Maar terug naar de reeks. Omdat ik de boekjes van mei en juni 2022 (van Lot Vekemans en Tim Krabbé) nog niet heb gezien, bepaal ik me tot april. Een kat voor de hond van Midas Dekkers bevat 23 oudere columns waarin honden figureren. Het voordeel van stukjes over dieren is dat ze eeuwigheidswaarde hebben. Ze raken pas gedateerd als er mensen in meedoen, zoals Hans van der Togt (wie kent hem niet!) in de column over de poedel – dat moet een wel héél oud stukje zijn.

In de meeste columns fileert Dekkers evenwel de poedel, de teckel, de golden retriever of de Deense dog met satanisch genoegen, want Dekkers is een kattenmens. Kwestie van beschaving. Het gaat trouwens niet alleen om erkende hondenrassen, ook andere komen langs: de hot dog, de christenhond, het dameshondje. Stuk voor stuk leuk om te lezen.

Nadat hij in het stukje ‘De hot dog’ omzichtig heeft uitgelegd hoe slaafs, dom en onbeschaafd de gemiddelde hond is en hoe hij om af te koelen altijd maar met die onsmakelijke bovenmaatse tong uit zijn bek loopt, eindigt de column als volgt:

Om hoofd en lichaam koel te houden spant een poes zich zo weinig mogelijk in. Veel zitten, meestal slapen, ontspannen, slechts af en toe een spurtje, zelfs bij onderlinge gevechten voornamelijk stilliggen en gemeen kijken, dat zijn de manieren waarop een kat oververhitting voorkomt. Op ons maakt dat gebrek aan airconditioning de indruk van bedachtzaamheid, van chic, op het pedante af, als een prinsesje. Prinsesjes werken zich niet in het zweet als een ordinaire straathond. Kopjes geven is minder vermoeiend dan hielen likken.

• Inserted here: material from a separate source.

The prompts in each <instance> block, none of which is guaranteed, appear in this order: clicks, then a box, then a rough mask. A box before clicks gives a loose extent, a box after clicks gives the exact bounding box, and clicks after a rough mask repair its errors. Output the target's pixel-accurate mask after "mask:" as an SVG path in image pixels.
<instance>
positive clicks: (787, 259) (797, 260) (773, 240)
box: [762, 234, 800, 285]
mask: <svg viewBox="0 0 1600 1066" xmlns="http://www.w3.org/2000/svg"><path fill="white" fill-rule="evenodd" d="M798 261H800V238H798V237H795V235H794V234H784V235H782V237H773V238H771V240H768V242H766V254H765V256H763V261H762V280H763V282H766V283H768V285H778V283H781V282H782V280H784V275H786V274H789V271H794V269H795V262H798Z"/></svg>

Het verschil tussen de koele sfinx en de heetgebakerde slokop weerspiegelt zich in dat tussen de mensen die van de hond en die van de kat houden. Volgens een marktonderzoek moet je liefhebbers van katten vooral zoeken onder leden van de VPRO. Bij de abonnees van het feministische maandblad Opzij – notoire hondenmijders – ging de liefde voor poezen samen met hoog verbruik van Spa, port, Campari, wijn en druivensap. Zo blijft voor de hondenaanhangers vanzelf de rol over van bierdrinkende, voetbalsupportende TROS- en AVRO-kijkers. Poes laat het allemaal koud, die loopt pas warm voor een hot dog.

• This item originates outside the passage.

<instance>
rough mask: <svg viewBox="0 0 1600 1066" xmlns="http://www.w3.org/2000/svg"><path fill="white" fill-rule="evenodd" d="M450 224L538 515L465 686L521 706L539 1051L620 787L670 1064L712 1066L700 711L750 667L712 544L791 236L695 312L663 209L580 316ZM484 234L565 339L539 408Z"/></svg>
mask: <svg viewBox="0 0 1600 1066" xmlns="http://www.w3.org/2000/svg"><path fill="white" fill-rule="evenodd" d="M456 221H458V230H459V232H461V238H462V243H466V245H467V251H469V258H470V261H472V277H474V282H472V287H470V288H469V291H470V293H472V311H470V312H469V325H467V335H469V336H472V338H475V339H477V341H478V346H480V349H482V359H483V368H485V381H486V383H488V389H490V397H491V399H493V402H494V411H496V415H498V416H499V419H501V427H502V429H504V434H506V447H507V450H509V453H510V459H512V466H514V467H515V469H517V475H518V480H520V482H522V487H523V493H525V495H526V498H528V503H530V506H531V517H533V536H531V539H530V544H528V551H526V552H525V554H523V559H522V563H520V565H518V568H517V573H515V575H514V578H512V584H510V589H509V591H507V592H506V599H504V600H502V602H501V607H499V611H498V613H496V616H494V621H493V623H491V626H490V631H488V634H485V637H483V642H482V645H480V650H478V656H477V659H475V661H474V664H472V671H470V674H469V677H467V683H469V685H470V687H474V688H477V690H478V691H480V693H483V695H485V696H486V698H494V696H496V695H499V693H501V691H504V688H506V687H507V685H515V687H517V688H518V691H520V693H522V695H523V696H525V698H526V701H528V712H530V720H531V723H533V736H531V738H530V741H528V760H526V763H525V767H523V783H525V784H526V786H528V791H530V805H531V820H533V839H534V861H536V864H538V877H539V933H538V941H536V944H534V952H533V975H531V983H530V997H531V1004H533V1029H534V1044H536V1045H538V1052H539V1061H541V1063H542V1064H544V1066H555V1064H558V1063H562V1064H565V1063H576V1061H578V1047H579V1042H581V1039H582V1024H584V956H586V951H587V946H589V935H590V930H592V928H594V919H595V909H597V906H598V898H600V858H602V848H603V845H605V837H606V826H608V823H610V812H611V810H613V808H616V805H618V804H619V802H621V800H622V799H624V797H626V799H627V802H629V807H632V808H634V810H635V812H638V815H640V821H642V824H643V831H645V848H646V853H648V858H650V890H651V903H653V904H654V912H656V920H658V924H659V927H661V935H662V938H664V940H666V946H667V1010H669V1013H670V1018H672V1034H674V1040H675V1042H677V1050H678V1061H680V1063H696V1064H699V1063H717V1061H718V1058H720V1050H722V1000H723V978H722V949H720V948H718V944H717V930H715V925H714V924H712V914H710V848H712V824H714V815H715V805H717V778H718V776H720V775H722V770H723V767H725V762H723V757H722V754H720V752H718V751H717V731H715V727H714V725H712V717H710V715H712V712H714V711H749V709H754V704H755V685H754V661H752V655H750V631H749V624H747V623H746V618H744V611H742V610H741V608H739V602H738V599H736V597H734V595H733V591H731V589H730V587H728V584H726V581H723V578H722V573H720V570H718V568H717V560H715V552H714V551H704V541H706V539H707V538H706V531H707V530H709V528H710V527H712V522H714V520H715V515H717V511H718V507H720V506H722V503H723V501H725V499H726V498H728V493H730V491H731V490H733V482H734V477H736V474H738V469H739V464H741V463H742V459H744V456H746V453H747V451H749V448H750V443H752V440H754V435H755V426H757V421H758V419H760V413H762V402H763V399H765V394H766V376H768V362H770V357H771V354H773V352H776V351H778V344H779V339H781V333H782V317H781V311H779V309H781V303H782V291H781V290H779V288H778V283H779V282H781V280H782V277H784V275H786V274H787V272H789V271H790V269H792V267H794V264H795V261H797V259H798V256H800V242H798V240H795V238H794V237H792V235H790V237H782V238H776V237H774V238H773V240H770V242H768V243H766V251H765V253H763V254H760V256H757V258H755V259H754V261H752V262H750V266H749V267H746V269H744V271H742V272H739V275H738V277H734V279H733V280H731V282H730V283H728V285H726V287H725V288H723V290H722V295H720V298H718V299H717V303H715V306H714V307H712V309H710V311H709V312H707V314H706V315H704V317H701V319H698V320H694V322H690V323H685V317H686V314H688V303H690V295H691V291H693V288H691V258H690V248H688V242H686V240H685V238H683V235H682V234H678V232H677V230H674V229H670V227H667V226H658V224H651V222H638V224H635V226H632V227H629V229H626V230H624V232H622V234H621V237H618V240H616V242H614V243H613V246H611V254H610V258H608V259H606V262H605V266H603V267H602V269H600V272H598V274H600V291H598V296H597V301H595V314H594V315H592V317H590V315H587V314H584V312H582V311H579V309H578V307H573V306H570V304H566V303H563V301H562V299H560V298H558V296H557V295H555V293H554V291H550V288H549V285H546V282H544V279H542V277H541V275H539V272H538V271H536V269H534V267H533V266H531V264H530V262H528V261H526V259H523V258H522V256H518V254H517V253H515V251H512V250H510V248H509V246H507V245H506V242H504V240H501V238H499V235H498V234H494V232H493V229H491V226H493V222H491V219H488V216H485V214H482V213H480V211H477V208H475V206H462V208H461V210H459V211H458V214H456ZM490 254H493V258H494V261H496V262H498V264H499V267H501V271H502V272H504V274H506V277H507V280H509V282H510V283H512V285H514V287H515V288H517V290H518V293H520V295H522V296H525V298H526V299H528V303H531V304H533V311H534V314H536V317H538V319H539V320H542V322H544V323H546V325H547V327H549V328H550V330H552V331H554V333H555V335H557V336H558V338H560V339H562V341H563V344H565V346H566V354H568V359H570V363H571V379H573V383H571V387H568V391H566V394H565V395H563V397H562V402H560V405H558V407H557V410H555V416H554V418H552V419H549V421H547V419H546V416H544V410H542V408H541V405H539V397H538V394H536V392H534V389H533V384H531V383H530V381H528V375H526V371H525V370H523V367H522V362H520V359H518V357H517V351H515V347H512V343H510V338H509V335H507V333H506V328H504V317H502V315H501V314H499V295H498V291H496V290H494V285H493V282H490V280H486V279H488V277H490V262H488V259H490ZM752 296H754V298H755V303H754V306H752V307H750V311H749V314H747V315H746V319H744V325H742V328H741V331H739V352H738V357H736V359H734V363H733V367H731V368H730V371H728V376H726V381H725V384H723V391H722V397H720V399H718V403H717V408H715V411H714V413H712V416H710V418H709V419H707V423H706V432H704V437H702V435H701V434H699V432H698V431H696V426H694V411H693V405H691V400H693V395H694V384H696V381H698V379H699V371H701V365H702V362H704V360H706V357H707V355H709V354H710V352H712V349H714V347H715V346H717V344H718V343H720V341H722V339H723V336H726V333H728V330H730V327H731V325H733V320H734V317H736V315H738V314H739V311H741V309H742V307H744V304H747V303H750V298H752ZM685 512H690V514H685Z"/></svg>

Daar zit wellicht nog iets in ook, leert mij een volstrekt niet-representatief omgevingsonderzoek. Ik vrees alleen dat de gedachten achter de goedkope Literaire Juweeltjes Reeks nou net was om het lezen van die laatste groep te bevorderen. En die kijken na zo’n stukje wel uit.

Jan de Jong

Midas Dekkers – Een kat voor de hond. B for Books, Hilversum. 64 blz. € 2,49.